Geo-replication uses a master-slave model, whereby replication occurs between Master - a GlusterFS volume and Slave - which can be a local directory or a GlusterFS volume. The slave (local directory or volume is accessed using SSH tunnel).

Geo-replication provides an incremental replication service over Local Area Networks (LANs), Wide Area Network (WANs), and across the Internet.

Geo-replication over LAN

You can configure Geo-replication to mirror data over a Local Area Network.


Geo-replication over WAN

You can configure Geo-replication to replicate data over a Wide Area Network.


Geo-replication over Internet

You can configure Geo-replication to mirror data over the Internet.


Multi-site cascading Geo-replication

You can configure Geo-replication to mirror data in a cascading fashion across multiple sites.


There are mainly two aspects while asynchronously replicating data ine change detection and replication:

Change detection - These include file-operation necessary details. There are two methods to sync the detected changes namely a) changelogs and b) xsync:

a. Changelogs - Changelog is a translator which records necessary details for the fops that occur. The changes can be written in binary format or ASCII. There are three category with each category represented by a specific changelog format. All three types of categories are recorded in a single changelog file.

Entry - create(), mkdir(), mknod(), symlink(), link(), rename(), unlink(), rmdir()

Data - write(), writev(), truncate(), ftruncate()

Meta - setattr(), fsetattr(), setxattr(), fsetxattr(), removexattr(), fremovexattr()

In order to record the type of operation and entity underwent, a type identifier is used. Normally, the entity on which the operation is performed would be identified by the pathname, but we choose to use GlusterFS internal file identifier (GFID) instead (as GlusterFS supports GFID based backend and the pathname field may not always be valid and other reasons which are out of scope of this this document). Therefore, the format of the record for the three types of operation can be summarized as follows:


Meta - GFID of the file

Data - GFID of the file

GFID’s are analogous to inodes. Data and Meta fops record the GFID of the entity on which the operation was performed, thereby recording that there was a data/metadata change on the inode. Entry fops record at the minimum a set of six or seven records (depending on the type of operation), that is sufficient to identify what type of operation the entity underwent. Normally this record includes the GFID of the entity, the type of file operation (which is an integer [an enumerated value which is used in Glusterfs]) and the parent GFID and the basename (analogous to parent inode and basename).

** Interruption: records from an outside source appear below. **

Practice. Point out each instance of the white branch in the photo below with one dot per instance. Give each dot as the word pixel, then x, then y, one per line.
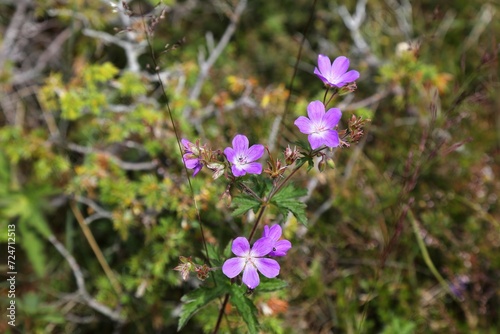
pixel 206 65
pixel 80 282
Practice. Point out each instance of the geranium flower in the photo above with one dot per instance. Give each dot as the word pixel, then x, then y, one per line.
pixel 242 157
pixel 280 247
pixel 319 126
pixel 190 157
pixel 335 74
pixel 251 261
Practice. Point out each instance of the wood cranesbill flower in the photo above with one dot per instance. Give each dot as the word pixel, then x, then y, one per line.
pixel 319 126
pixel 335 74
pixel 251 261
pixel 191 156
pixel 243 158
pixel 280 247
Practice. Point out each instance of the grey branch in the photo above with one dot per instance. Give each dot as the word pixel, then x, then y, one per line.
pixel 353 23
pixel 206 65
pixel 80 282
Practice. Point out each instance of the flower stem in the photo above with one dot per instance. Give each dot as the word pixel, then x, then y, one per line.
pixel 221 313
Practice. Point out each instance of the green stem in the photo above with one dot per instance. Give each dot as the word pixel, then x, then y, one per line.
pixel 427 258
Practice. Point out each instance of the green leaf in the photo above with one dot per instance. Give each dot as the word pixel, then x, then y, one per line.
pixel 287 201
pixel 244 203
pixel 198 298
pixel 245 307
pixel 271 285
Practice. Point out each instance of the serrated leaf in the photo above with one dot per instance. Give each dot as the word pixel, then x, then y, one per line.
pixel 245 308
pixel 271 285
pixel 287 201
pixel 197 299
pixel 244 203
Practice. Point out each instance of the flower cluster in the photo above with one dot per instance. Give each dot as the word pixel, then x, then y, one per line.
pixel 241 159
pixel 253 260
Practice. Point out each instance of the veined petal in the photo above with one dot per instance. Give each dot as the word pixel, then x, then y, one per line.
pixel 339 66
pixel 274 232
pixel 240 144
pixel 230 154
pixel 319 75
pixel 262 247
pixel 191 163
pixel 331 138
pixel 233 266
pixel 251 276
pixel 252 168
pixel 255 152
pixel 267 267
pixel 325 65
pixel 304 124
pixel 349 76
pixel 197 169
pixel 240 246
pixel 332 117
pixel 316 140
pixel 238 170
pixel 281 247
pixel 185 143
pixel 315 111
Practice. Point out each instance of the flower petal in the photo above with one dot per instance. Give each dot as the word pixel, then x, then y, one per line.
pixel 332 117
pixel 191 163
pixel 281 247
pixel 315 111
pixel 325 65
pixel 339 66
pixel 250 276
pixel 186 143
pixel 319 75
pixel 238 170
pixel 331 138
pixel 267 267
pixel 316 140
pixel 262 247
pixel 240 144
pixel 233 266
pixel 230 154
pixel 197 169
pixel 255 152
pixel 240 246
pixel 349 77
pixel 274 232
pixel 252 168
pixel 304 125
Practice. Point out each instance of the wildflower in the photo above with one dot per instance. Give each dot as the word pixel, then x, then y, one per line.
pixel 191 156
pixel 242 157
pixel 319 126
pixel 251 261
pixel 280 247
pixel 335 75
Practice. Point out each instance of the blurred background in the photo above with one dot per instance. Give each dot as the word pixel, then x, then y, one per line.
pixel 403 235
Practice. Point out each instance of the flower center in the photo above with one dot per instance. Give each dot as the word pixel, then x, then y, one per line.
pixel 241 160
pixel 320 127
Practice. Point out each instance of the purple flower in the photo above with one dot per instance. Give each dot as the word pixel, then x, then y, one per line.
pixel 335 74
pixel 280 247
pixel 242 157
pixel 190 157
pixel 319 126
pixel 251 261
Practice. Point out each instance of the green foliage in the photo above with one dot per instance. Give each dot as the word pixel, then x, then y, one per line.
pixel 287 200
pixel 197 299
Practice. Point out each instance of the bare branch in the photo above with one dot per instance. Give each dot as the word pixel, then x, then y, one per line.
pixel 80 282
pixel 206 65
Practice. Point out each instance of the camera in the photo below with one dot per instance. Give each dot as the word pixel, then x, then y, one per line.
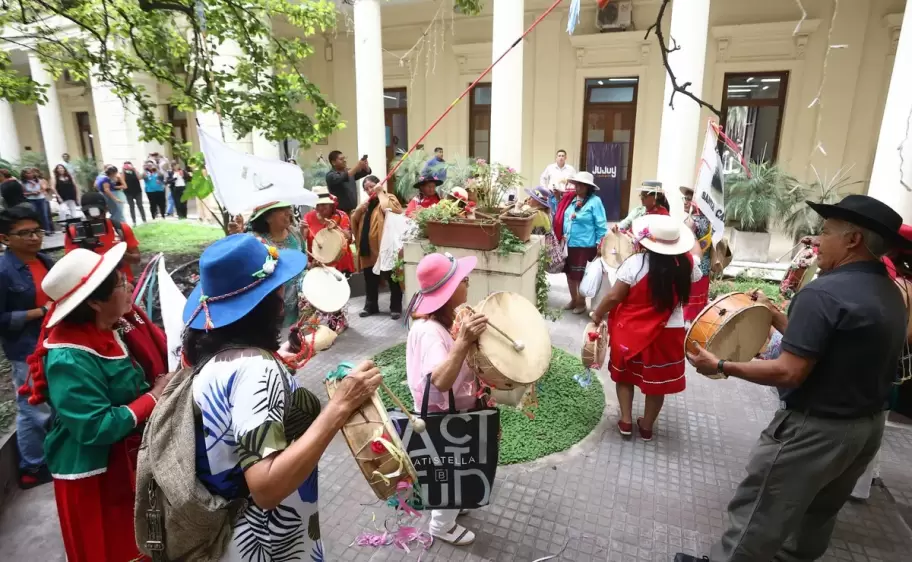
pixel 86 233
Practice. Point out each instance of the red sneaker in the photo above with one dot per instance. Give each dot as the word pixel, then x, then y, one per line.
pixel 644 434
pixel 625 428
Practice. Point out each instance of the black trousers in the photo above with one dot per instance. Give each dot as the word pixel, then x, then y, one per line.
pixel 156 203
pixel 180 207
pixel 135 200
pixel 372 290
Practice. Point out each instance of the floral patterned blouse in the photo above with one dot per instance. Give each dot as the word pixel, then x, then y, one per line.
pixel 252 407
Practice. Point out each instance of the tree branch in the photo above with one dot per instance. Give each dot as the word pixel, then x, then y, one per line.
pixel 666 50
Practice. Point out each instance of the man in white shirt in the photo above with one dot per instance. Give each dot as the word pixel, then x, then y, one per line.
pixel 555 176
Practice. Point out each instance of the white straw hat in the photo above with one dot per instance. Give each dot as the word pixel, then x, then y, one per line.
pixel 663 235
pixel 75 276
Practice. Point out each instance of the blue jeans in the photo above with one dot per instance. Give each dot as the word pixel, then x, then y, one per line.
pixel 31 423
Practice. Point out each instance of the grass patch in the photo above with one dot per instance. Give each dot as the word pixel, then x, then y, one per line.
pixel 175 237
pixel 565 415
pixel 745 285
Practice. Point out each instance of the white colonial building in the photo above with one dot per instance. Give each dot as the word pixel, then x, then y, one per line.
pixel 822 89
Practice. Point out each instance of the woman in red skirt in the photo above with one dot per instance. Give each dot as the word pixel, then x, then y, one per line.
pixel 646 320
pixel 699 292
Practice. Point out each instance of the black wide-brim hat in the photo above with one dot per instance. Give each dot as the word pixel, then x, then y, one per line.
pixel 868 213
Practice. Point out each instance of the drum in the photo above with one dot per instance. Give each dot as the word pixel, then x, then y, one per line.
pixel 326 289
pixel 616 247
pixel 376 446
pixel 328 245
pixel 595 345
pixel 515 350
pixel 733 327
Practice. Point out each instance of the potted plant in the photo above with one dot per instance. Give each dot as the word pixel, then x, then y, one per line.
pixel 754 202
pixel 803 221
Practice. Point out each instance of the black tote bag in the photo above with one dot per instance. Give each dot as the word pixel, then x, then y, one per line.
pixel 455 457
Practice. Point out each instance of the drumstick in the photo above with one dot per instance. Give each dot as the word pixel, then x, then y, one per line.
pixel 417 423
pixel 518 345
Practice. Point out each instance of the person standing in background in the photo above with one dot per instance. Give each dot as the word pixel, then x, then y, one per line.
pixel 556 176
pixel 133 191
pixel 155 190
pixel 35 195
pixel 106 185
pixel 65 186
pixel 22 307
pixel 341 180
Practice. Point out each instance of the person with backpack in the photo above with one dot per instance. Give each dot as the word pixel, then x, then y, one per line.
pixel 102 389
pixel 258 434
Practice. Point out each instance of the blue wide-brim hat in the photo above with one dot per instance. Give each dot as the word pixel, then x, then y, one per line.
pixel 236 273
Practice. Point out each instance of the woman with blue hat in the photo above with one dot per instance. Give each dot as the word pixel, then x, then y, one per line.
pixel 260 434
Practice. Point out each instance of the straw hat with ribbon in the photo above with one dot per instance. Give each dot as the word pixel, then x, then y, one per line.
pixel 663 235
pixel 236 273
pixel 68 284
pixel 439 275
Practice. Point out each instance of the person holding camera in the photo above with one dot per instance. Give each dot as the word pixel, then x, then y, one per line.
pixel 99 234
pixel 341 180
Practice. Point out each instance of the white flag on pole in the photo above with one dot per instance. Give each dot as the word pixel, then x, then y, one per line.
pixel 243 181
pixel 708 192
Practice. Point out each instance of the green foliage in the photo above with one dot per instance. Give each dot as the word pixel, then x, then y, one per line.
pixel 177 44
pixel 407 175
pixel 542 287
pixel 566 412
pixel 315 173
pixel 802 220
pixel 182 237
pixel 756 202
pixel 720 287
pixel 443 212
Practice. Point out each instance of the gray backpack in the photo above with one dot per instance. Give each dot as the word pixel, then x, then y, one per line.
pixel 176 517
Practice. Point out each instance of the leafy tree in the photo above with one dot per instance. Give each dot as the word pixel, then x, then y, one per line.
pixel 178 43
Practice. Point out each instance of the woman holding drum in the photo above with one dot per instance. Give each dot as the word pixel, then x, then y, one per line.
pixel 646 320
pixel 431 350
pixel 260 434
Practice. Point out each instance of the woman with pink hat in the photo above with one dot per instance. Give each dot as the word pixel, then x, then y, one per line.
pixel 433 355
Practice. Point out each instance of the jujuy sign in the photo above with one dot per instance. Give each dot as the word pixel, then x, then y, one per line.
pixel 455 457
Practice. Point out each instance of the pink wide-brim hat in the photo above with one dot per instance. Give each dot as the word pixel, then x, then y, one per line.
pixel 438 277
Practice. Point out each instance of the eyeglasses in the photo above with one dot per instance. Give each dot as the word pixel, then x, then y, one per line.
pixel 37 233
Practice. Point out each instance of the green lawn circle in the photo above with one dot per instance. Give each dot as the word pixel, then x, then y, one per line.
pixel 566 412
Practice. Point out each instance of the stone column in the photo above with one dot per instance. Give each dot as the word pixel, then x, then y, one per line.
pixel 682 128
pixel 891 169
pixel 9 139
pixel 49 114
pixel 371 124
pixel 507 84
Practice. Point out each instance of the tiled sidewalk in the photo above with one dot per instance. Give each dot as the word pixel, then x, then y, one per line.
pixel 606 499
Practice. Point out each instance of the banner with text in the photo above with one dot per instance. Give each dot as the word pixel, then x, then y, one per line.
pixel 603 161
pixel 708 191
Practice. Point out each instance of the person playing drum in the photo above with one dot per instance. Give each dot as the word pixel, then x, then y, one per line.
pixel 327 214
pixel 443 285
pixel 699 293
pixel 646 320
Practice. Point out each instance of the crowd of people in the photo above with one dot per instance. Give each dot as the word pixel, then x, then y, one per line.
pixel 91 367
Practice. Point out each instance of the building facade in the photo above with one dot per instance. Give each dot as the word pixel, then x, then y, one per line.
pixel 808 91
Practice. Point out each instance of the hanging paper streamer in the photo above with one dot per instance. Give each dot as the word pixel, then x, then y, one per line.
pixel 573 16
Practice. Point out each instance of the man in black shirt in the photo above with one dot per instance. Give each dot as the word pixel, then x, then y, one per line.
pixel 10 189
pixel 841 346
pixel 341 180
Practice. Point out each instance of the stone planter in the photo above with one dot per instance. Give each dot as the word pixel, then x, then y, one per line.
pixel 750 246
pixel 514 272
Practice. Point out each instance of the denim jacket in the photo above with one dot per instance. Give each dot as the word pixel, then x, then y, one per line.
pixel 17 296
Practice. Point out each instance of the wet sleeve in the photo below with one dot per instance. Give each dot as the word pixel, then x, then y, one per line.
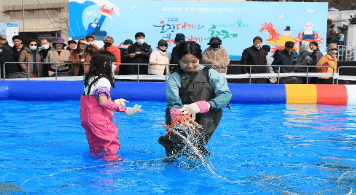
pixel 172 91
pixel 101 91
pixel 221 89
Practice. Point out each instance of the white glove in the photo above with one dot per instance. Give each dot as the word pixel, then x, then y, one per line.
pixel 121 101
pixel 131 111
pixel 192 109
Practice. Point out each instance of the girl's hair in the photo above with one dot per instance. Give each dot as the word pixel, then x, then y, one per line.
pixel 189 47
pixel 31 40
pixel 314 43
pixel 304 46
pixel 78 48
pixel 97 67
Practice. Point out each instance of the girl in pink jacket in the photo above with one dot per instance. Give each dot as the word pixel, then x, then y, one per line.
pixel 97 108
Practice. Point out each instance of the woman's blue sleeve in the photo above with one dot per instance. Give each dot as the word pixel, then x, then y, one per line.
pixel 221 89
pixel 172 91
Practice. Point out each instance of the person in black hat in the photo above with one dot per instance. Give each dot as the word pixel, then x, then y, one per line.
pixel 159 59
pixel 3 41
pixel 72 45
pixel 288 56
pixel 180 38
pixel 139 53
pixel 216 56
pixel 254 55
pixel 17 48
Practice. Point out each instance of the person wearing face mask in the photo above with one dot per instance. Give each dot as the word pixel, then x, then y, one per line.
pixel 330 59
pixel 125 58
pixel 11 70
pixel 81 57
pixel 31 54
pixel 197 91
pixel 159 59
pixel 108 46
pixel 60 56
pixel 254 55
pixel 216 56
pixel 3 41
pixel 288 56
pixel 139 53
pixel 45 47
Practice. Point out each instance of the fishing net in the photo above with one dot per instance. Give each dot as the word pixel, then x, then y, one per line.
pixel 187 136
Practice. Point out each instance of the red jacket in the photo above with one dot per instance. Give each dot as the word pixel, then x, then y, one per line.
pixel 114 50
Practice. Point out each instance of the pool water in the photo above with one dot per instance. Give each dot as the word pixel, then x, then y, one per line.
pixel 257 149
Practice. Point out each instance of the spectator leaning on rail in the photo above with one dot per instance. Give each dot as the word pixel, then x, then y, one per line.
pixel 60 57
pixel 31 54
pixel 45 47
pixel 330 59
pixel 81 57
pixel 288 56
pixel 254 55
pixel 91 42
pixel 3 41
pixel 159 59
pixel 303 61
pixel 180 38
pixel 17 48
pixel 124 51
pixel 108 46
pixel 216 55
pixel 139 53
pixel 72 45
pixel 11 70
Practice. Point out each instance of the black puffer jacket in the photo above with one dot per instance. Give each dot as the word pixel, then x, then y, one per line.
pixel 285 58
pixel 315 56
pixel 253 56
pixel 5 56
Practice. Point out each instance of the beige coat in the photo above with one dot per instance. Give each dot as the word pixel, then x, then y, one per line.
pixel 159 59
pixel 53 56
pixel 26 56
pixel 210 56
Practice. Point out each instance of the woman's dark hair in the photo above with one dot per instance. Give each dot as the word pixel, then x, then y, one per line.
pixel 97 67
pixel 31 40
pixel 78 48
pixel 314 43
pixel 266 48
pixel 139 34
pixel 189 47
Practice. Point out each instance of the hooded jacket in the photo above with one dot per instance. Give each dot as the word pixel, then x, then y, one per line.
pixel 210 55
pixel 253 56
pixel 26 56
pixel 160 59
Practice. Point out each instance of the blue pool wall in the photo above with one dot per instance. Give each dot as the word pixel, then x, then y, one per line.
pixel 133 91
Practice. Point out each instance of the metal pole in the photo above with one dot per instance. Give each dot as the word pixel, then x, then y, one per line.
pixel 138 72
pixel 249 81
pixel 166 71
pixel 279 71
pixel 23 17
pixel 307 74
pixel 3 67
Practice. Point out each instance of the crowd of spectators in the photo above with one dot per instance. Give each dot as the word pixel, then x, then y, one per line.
pixel 40 58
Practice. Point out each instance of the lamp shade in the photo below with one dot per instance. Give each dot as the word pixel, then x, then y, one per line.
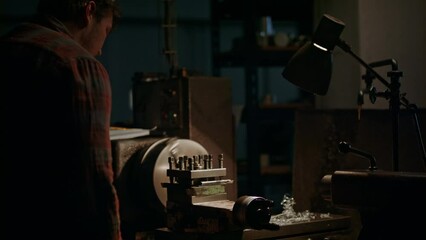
pixel 311 66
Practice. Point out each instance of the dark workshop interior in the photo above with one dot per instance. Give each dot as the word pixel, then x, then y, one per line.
pixel 344 146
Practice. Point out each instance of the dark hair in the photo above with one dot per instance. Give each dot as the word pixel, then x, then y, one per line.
pixel 72 10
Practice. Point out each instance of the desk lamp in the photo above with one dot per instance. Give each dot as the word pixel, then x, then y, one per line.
pixel 311 66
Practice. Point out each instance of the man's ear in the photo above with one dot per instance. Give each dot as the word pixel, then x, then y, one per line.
pixel 89 12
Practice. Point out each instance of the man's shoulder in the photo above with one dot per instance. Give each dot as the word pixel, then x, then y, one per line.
pixel 57 43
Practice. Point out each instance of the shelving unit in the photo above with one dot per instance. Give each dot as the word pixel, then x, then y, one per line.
pixel 247 54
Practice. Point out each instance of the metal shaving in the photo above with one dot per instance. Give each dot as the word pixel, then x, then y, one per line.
pixel 289 215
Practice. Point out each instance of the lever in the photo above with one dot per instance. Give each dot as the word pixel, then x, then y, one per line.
pixel 345 147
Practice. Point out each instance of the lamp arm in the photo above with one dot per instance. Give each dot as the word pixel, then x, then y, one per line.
pixel 345 47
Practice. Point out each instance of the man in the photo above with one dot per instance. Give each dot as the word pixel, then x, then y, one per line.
pixel 57 178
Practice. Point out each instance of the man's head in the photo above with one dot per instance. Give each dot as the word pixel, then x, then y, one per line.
pixel 89 21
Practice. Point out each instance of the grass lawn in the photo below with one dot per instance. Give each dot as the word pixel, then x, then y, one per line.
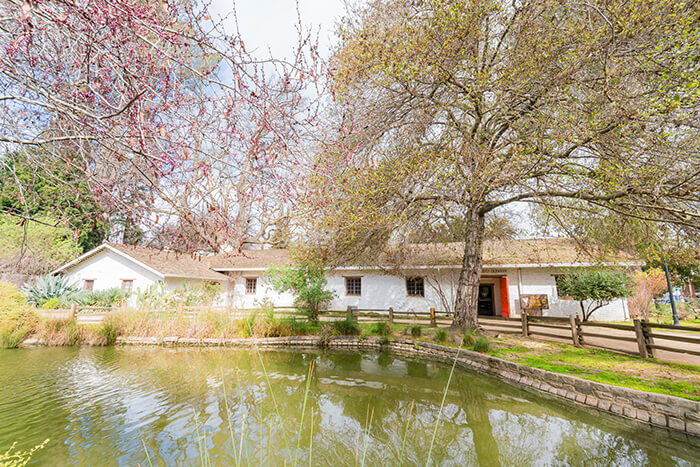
pixel 675 379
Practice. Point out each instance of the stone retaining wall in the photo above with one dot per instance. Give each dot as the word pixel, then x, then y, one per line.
pixel 659 410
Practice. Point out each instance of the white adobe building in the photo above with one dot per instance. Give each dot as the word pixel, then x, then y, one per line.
pixel 426 278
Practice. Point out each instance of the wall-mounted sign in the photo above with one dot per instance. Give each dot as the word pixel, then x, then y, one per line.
pixel 540 301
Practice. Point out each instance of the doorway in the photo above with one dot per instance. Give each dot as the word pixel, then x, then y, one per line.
pixel 485 307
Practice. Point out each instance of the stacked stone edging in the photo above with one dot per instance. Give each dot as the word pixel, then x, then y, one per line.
pixel 660 410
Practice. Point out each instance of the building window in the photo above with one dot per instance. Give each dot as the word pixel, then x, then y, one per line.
pixel 558 278
pixel 353 286
pixel 415 287
pixel 251 285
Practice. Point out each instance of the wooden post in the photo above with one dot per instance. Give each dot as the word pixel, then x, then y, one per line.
pixel 574 330
pixel 646 329
pixel 351 313
pixel 641 341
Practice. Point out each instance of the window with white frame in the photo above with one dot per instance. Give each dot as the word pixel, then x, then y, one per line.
pixel 353 286
pixel 251 285
pixel 415 287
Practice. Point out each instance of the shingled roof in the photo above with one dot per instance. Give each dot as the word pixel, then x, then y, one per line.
pixel 171 263
pixel 504 253
pixel 250 259
pixel 166 263
pixel 521 252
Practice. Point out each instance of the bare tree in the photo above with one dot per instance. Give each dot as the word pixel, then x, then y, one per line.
pixel 167 114
pixel 468 106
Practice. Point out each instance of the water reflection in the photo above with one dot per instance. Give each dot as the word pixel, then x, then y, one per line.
pixel 99 406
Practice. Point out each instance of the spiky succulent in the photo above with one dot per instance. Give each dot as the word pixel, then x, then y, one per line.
pixel 47 287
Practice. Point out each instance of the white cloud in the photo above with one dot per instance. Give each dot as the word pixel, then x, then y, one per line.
pixel 271 24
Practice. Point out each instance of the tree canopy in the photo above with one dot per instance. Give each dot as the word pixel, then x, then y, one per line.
pixel 468 106
pixel 594 288
pixel 52 189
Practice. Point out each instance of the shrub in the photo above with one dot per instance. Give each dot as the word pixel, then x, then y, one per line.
pixel 440 335
pixel 59 332
pixel 594 288
pixel 16 318
pixel 306 282
pixel 107 297
pixel 346 327
pixel 11 334
pixel 299 327
pixel 109 330
pixel 47 287
pixel 481 344
pixel 51 304
pixel 381 329
pixel 325 335
pixel 469 337
pixel 12 302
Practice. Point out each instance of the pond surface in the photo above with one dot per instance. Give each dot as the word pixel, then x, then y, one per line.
pixel 189 406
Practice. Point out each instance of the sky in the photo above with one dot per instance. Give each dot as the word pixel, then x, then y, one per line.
pixel 272 23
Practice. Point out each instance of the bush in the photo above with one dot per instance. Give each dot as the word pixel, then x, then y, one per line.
pixel 481 344
pixel 16 318
pixel 469 338
pixel 59 332
pixel 107 298
pixel 346 327
pixel 47 287
pixel 299 327
pixel 11 334
pixel 109 331
pixel 51 304
pixel 440 335
pixel 594 288
pixel 12 302
pixel 381 329
pixel 306 282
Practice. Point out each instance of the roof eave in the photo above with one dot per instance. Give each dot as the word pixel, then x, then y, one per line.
pixel 106 246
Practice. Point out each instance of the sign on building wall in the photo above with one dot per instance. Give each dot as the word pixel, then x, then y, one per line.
pixel 535 301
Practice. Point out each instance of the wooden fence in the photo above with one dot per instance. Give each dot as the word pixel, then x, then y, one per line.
pixel 640 338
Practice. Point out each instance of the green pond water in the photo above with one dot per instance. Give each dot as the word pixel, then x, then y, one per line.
pixel 107 406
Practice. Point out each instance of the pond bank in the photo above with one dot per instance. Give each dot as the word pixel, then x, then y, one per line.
pixel 673 413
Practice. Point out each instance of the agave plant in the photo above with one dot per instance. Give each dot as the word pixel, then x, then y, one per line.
pixel 47 287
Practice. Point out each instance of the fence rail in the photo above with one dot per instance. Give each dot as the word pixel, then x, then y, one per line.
pixel 613 336
pixel 640 338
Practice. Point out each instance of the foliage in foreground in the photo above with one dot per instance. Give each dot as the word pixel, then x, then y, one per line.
pixel 19 458
pixel 16 317
pixel 675 379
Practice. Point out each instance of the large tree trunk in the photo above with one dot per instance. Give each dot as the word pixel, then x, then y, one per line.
pixel 468 286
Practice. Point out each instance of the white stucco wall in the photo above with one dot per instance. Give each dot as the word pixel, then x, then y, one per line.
pixel 238 298
pixel 379 290
pixel 542 281
pixel 108 269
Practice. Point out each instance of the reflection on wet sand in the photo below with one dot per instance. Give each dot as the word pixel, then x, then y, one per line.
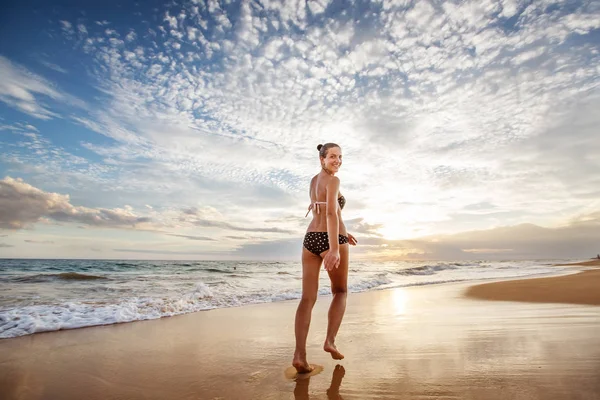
pixel 333 393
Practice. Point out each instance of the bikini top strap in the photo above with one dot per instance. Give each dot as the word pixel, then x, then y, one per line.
pixel 315 204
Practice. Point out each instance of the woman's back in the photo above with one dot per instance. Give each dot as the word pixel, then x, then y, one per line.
pixel 318 199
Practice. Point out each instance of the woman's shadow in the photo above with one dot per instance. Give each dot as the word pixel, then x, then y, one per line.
pixel 333 393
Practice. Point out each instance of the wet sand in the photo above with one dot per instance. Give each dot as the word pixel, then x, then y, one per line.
pixel 579 288
pixel 591 263
pixel 410 343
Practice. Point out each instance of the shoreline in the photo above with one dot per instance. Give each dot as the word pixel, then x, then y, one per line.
pixel 411 343
pixel 581 288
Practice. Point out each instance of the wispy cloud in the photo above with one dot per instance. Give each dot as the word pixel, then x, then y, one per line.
pixel 475 114
pixel 53 67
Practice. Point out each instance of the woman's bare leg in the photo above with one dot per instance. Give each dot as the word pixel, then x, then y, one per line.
pixel 339 289
pixel 311 265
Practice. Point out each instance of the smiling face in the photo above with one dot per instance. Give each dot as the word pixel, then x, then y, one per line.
pixel 332 160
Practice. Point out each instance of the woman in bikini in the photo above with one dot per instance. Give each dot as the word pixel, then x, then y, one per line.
pixel 326 241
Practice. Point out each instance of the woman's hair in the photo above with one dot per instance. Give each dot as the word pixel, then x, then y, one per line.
pixel 323 148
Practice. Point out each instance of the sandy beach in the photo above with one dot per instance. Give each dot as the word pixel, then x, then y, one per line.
pixel 410 343
pixel 580 288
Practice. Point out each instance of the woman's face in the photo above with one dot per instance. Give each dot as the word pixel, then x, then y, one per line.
pixel 333 159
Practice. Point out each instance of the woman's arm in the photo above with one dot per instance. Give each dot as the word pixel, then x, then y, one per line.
pixel 332 258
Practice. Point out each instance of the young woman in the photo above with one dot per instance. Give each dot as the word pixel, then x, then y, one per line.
pixel 326 241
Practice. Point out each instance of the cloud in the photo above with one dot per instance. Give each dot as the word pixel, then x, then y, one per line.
pixel 27 92
pixel 193 237
pixel 18 89
pixel 22 205
pixel 54 67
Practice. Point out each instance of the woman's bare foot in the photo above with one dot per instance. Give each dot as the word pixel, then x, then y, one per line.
pixel 331 349
pixel 301 364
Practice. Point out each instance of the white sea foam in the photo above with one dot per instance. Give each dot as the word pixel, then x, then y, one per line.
pixel 39 297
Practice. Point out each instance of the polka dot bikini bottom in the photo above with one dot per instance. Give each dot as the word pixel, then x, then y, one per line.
pixel 318 242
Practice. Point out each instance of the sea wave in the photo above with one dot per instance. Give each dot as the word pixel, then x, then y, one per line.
pixel 67 276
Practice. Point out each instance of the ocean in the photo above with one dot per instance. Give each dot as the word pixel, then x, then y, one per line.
pixel 49 295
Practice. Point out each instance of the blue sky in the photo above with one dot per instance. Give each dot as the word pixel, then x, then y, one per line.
pixel 189 129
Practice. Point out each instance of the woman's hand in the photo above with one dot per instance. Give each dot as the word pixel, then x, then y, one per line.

Changelog file is rolled over after a specific time interval. We then perform processing operations on the file like converting it to understandable/human readable format, keeping private copy of the changelog etc. The library then consumes these logs and serves application requests.

b. Xsync - Marker translator maintains an extended attribute “xtime” for each file and directory. Whenever any update happens it would update the xtime attribute of that file and all its ancestors. So the change is propagated from the node (where the change has occurred) all the way to the root.


Consider the above directory tree structure. At time T1 the master and slave were in sync each other.


At time T2 a new file File2 was created. This will trigger the xtime marking (where xtime is the current timestamp) from File2 upto to the root, i.e, the xtime of File2, Dir3, Dir1 and finally Dir0 all will be updated.

Geo-replication daemon crawls the file system based on the condition that xtime(master) > xtime(slave). Hence in our example it would crawl only the left part of the directory structure since the right part of the directory structure still has equal timestamp. Although the crawling algorithm is fast we still need to crawl a good part of the directory structure.

Replication - We use rsync for data replication. Rsync is an external utility which will calculate the diff of the two files and sends this difference from source to sync.